La servante secoua la tète. — Si un danger menaçait ma maîtresse, qui donc pourrait la défendre, continua-t-elle, maintenant que son père est animé par le chagrin et qu’on ne peut rien tirer de lui, sinon des larmes ?

— Et moi, s’écria Lazare, ne suis-je pas là ?

— Vous, monsieur Lazare, dit Protat en se levant, il faut que vous quittiez le pays, et tout de suite ! ajouta le sabotier avec colère.

Puis, voyant le mouvement qui était échappé à l’artiste, il ajouta d’une voix suppliante :

— Pardonnez-moi, je n’ai rien à vous dire. Ce n’est pas votre faute, tout ce qui arrive. Vous êtes venu dans notre pays pour faire votre état. Pourvu que vous trouviez des arbres et des rochers, vous ne pensez pas à autre chose. Eh bien ! alors, ça ne vous fait rien, n’est-ce pas ? d’aller d’un autre côté, — à Chailly ou à Barbizon. — Les arbres sont bien plus beaux par là que chez nous. Il y a là le Bas-Bréau. Si vous n’y allez pas cet été, vous ne le trouverez plus debout l’an prochain. Vous vous logerez chez le père Grapin ; tous ces messieurs y vont. Vous rencontrerez des amis. Ce sera bien plus amusant que Montigny. Et puis, le vin est meilleur chez le père Grapin. C’est du bourgogne ; moi je ne vous donne que du gàtinais… mauvaise récolte…, et la pension est moins chère que chez moi.

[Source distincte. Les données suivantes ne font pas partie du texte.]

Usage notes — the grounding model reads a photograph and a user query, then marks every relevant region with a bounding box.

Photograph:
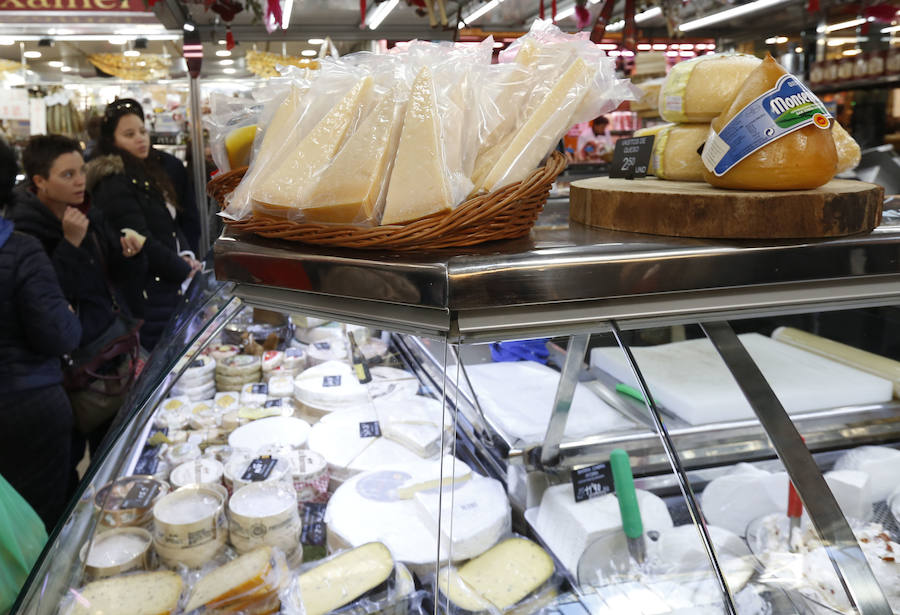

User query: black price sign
[241,455,278,483]
[119,481,159,509]
[300,502,325,547]
[322,374,341,387]
[359,421,381,438]
[609,135,653,179]
[572,463,615,502]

Lazare se sentait profondément ému en voyant ce pauvre homme qui, au milieu de sa douleur, cherchait encore des subterfuges pour l’éloigner. Il apprécia ses précautions, mais il en fut blessé. Protat le traitait comme un étranger qu’un hôte éloigne de sa maison, menacée d’un désastre domestique.

— Mais, s’écria-t-il, vous croyez donc que je partirais tranquillement ? Vous pensez donc que tout ce que j’entends dire ne me révolte pas autant que vous ? Vous ne jugez donc pas que je puisse vous être utile ?

— Utile ! fit le sabotier avec amertume.

— Oui, reprit Lazare, de cette accusation, la moitié pèse sur moi : j’ai à me défendre.

— Oh ! dit Protat, les jeunes gens n’ont jamais à souffrir de ces choses-là. Quand le mal est fait, ils n’ont qu’à en rire, s’ils sont méchans,… ou à plaindre celle qui reste victime, quand ils sont honnêtes comme vous.

— Railler ou plaindre, c’est là tout ce que vous voyez à faire ! dit Lazare.